ODEI Purpose

The Office of Diversity, Equity, and Inclusion leads the visioning and implementation of Cal Poly Humboldt’s (HSU) quest for inclusive excellence in alignment with the institution’s 2021-2026 Strategic Plan, Future Forward. Through compassionate listening and intentional cross-campus and community collaboration, we strive to transform relationships and policies to shape the Humboldt of the future.  
We will achieve purpose by implementing our six-pillar framework of inclusive excellence: (1) A safe and welcoming community; (2) Equitable opportunities and outcomes; (3) Strategic partnerships; (4) the development of Intercultural humility; (5) Organizational resources; and 6) Collaborative leadership  and shared accountability.

May is National Asian American / Pacific Islander Heritage Month                    
 May is National Asian American and Pacific Islander Heritage Month, commemorated “to pay tribute to the generations of Asian and Pacific Islanders who have enriched American’s History and are instrumental in its future success.”           
The demographic group of Asian and Pacific Islanders in the United States represents a broad set of identities from many geographic locations within a large region of the world. “Asian/Pacific encompasses all of the Asian continent and the Pacific islands of Melanesia (New Guinea, New Caledonia, Vanuatu, Fiji and the Solomon Islands), Micronesia (Marianas, Guam, Wake Island, Palau, Marshall Islands, Kiribati, Nauru and the Federated States of Micronesia) and Polynesia (New Zealand, Hawaiian Islands, Rotuma, Midway Islands, Samoa, American Samoa, Tonga, Tuvalu, Cook Islands, French Polynesia and Easter Island).”
Asian/Pacific Heritage national commemoration first became public law in 1978 as a weeklong celebration, and expanded to a month’s duration in 1992. “The month of May was chosen to commemorate the immigration of the first Japanese to the United States on May 7, 1843, and to mark the anniversary of the completion of
the transcontinental railroad on May 10, 1869. The majority of the workers who laid the tracks were Chinese immigrants.” 
For more information, including history, articles,
artwork, photographs, and videos, please visit
asianpacificheritage.gov and the Asian/Pacific
Islander National Archives (Click links)
 

Principles of Community for Inclusive Excellence

Accountability for Results
We are accountable for our own results.
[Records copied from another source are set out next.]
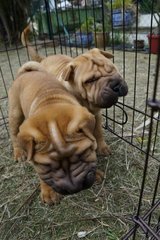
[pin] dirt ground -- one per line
(105, 210)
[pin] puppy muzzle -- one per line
(110, 91)
(70, 183)
(69, 175)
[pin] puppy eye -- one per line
(80, 131)
(91, 80)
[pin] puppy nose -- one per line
(119, 86)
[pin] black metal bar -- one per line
(131, 231)
(49, 23)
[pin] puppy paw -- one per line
(99, 176)
(19, 154)
(103, 149)
(49, 196)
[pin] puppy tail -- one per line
(30, 66)
(26, 43)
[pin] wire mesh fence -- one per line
(72, 28)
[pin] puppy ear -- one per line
(82, 124)
(68, 72)
(30, 139)
(106, 54)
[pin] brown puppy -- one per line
(49, 127)
(91, 77)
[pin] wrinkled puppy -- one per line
(91, 77)
(50, 128)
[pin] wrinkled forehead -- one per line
(99, 65)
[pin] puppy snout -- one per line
(119, 86)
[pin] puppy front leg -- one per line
(102, 147)
(15, 120)
(48, 195)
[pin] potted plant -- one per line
(101, 34)
(84, 36)
(123, 12)
(154, 37)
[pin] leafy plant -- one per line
(88, 25)
(146, 6)
(119, 4)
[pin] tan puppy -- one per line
(49, 127)
(91, 77)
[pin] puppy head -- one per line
(96, 78)
(62, 148)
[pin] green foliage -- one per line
(118, 4)
(88, 25)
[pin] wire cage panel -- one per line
(135, 118)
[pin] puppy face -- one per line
(97, 79)
(62, 148)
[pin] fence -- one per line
(135, 119)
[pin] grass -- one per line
(103, 212)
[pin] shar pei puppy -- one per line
(51, 129)
(91, 77)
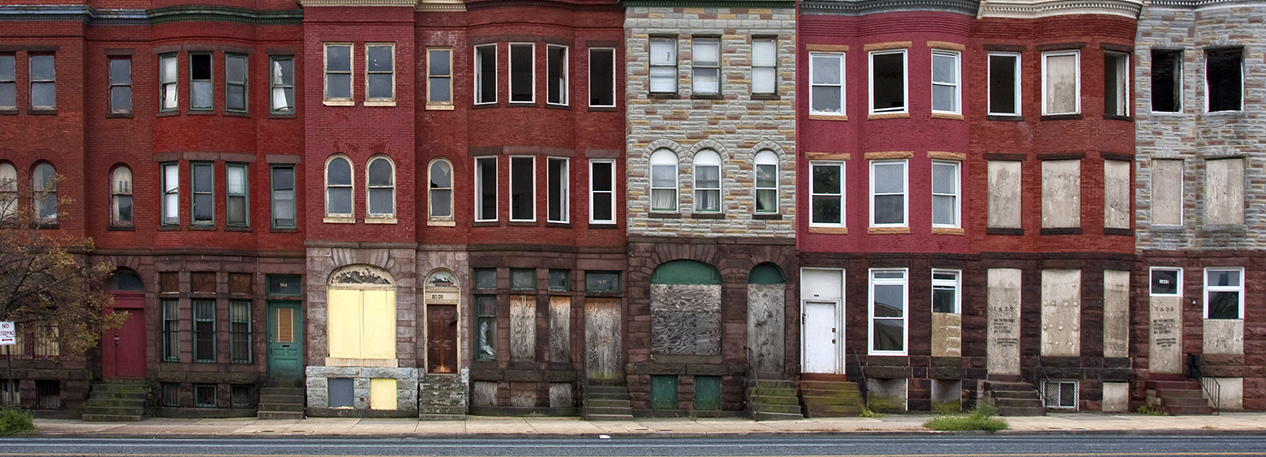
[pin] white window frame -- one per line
(905, 310)
(956, 284)
(593, 191)
(905, 82)
(955, 85)
(1076, 72)
(564, 196)
(1015, 81)
(1209, 289)
(479, 189)
(956, 195)
(1151, 276)
(813, 63)
(905, 191)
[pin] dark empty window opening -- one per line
(1166, 80)
(1223, 74)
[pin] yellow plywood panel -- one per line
(344, 323)
(382, 394)
(379, 341)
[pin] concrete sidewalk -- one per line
(1079, 423)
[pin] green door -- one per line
(285, 343)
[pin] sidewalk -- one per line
(1079, 423)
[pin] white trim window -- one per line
(766, 182)
(946, 291)
(889, 199)
(601, 191)
(888, 81)
(888, 312)
(664, 181)
(338, 74)
(945, 194)
(1223, 293)
(827, 194)
(707, 181)
(380, 187)
(338, 187)
(705, 63)
(1061, 82)
(485, 74)
(523, 72)
(380, 74)
(945, 81)
(1004, 84)
(1166, 281)
(827, 82)
(485, 189)
(664, 66)
(558, 190)
(556, 75)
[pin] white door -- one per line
(822, 342)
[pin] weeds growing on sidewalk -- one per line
(981, 418)
(15, 420)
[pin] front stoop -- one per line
(772, 400)
(117, 401)
(281, 403)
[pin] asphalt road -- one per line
(950, 446)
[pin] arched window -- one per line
(766, 181)
(120, 196)
(707, 181)
(441, 189)
(43, 182)
(381, 187)
(664, 181)
(338, 187)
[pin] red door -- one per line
(123, 350)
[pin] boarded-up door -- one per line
(603, 339)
Accountability means more than just doing our job. It includes an obligation to make ourselves and our policies and practices better, to pursue inclusive excellence, and to engage in ways that further Humboldt's purpose and vision. Being accountable means that we are self-reflective and answerable for our actions and the actions of our teams.
Belonging
We welcome, value, and affirm all members of our community, including their various abilities, contributions, ideas, intersectional identities, skills, and talents. We create and nurture environments that support the living, well-being and belonging of all community members, with particular focus on minoritized groups.
Compassionate Collaboration
We genuinely broaden our understanding of others’ experiences and life journeys, and build rapport grounded in mutual trust and respect. We co-create positive environments necessary for our integrated work to flourish and support the purpose and vision of Humboldt. We listen and prioritize the voices of minoritized community members to drive the change for how to best meet the identified historical and contemporary needs of the groups and build resilient communities.
Care and Confidentiality
We believe in care of the individual and the community that is everyone’s responsibility. We strive to earn and maintain each other’s trust in our personal and professional lives. We listen with compassion, support individual and collective growth, see all of us as a work in progress, and keep confidential information entrusted with us whenever necessary.
Cultural Humility
We strive to grow in our cultural humility and adopt the four principles first brought forth by Drs. Melanie Tervalon and Jann Murray Garcia. First to critically self-reflect and be lifelong learners; second to recognize and mitigate inherent power imbalances; third, create mutually beneficial non-paternalistic relationships with community members, highlighting the expertise that resides in the community, and away from the university; and fourth to have institutional accountability and alignment.
Integrity
We act ethically, honestly, and with trust in all our interactions. We believe that conflict is an opportunity for growth and aim to conduct Humboldt's business without causing harm. When harm is caused, we see repair as an occasion to deepen our understanding of each other and grow stronger individually, as an institution, and as a community. We are accountable for our actions.
Ongoing Learning
We engage in the continuous improvement of personal and professional skills. Continuous learning and improvement supports the development of our full potential as individuals, teams, and as a University community. We are eager to learn – and to share our knowledge and experience with one another. We foster a culture of continuous learning and quality improvement which will have a direct and positive impact on our ultimate success.
Respect
We honor and affirm the dignity inherent in all of us and in all people, and we strive to maintain a climate of equity and justice demonstrated by respect for one another. We are committed to freedom of expression, critical discourse, and the advancement of knowledge. We strive to overcome historical and divisive biases in our community and society.